Chapman was 14 when he, Smith and English donned masks and forced their way into the G Street home of William Fiske III, a small-time Lorain drug dealer, to rob him of drugs and cash on April 26, 2005.
Fiske was shot six times as he struggled with English, who was hit once and died after the would-be robbers fled the home. Fiske survived the shooting and being hit in the head by Smith.
During the trial, Smith said he fired at Fiske and English after he heard gunfire coming from his right where Chapman was shooting. Both men were armed with .22-caliber revolvers, but the bullet that killed English was consistent with being fired from Chapman’s gun.
Assistant County Prosecutor Laura Swansinger said during closing arguments Friday that even through Chapman didn’t mean to kill English, he was still responsible for his friend’s death.
Chapman, she said, made the choice to participate in the robbery and later led police to the gun he hid as he fled the scene.
Kenneth Lieux, Chapman’s attorney, told jurors that Smith cut a deal to save his own skin and his testimony couldn’t be trusted. He said prosecutors failed to prove that Chapman was even at the scene of the robbery.
But he said after the trial that Chapman should have taken the plea deals offered by prosecutors, including a deal he was offered in Juvenile Court that would have kept him in state custody until he turned 21. Chapman rejected that deal and subsequent plea offers after he was bound over to be tried as an adult.
“This was a difficult case for Justin to win, and I felt that he should have taken the plea deal,” Lieux said.
But Lieux also said that the case could be overturned again because Swansinger removed the only black juror from the pool of potential jurors.

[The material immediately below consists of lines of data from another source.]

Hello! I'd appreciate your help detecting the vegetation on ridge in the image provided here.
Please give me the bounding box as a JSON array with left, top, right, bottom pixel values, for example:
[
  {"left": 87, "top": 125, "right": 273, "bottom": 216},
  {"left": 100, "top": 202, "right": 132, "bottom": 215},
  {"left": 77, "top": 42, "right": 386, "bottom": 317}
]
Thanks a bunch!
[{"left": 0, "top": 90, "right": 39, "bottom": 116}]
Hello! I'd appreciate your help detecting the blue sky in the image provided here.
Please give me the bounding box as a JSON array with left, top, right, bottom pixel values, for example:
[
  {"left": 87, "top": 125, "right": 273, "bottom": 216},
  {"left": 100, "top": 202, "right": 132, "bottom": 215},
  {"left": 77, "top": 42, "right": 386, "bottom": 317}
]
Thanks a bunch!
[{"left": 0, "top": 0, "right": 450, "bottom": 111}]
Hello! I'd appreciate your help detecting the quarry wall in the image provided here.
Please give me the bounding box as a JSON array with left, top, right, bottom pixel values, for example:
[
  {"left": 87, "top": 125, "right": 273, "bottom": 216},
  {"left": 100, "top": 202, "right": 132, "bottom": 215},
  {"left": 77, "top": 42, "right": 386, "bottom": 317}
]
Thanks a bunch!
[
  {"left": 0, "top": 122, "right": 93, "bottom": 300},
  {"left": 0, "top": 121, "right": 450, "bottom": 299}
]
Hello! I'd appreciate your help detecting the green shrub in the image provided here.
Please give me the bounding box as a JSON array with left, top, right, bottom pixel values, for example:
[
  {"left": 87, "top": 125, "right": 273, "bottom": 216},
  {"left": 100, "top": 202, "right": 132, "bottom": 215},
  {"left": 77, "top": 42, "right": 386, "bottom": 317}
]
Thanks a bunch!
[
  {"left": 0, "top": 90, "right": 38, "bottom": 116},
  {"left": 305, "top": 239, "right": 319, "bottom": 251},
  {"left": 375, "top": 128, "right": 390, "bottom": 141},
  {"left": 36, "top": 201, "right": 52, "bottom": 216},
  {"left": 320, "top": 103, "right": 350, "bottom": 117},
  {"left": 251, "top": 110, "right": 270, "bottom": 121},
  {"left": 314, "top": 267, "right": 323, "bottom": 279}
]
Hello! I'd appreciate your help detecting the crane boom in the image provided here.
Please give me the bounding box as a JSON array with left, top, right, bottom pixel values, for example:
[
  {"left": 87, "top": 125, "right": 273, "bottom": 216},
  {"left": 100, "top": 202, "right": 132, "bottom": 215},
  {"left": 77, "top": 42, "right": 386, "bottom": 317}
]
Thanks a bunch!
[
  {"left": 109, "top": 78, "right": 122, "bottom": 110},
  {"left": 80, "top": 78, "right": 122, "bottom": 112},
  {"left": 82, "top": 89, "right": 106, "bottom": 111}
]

Lieux said he objected to that, but Betleski ultimately agreed to the removal because the juror had said she had read about the case in the newspaper. Lieux said another juror who was left on the jury also had read about Chapman, in the newspaper.
Will said he stood behind Swansinger’s decision to remove the black juror. He said his office would deal with the issue if it does come up during an appeal.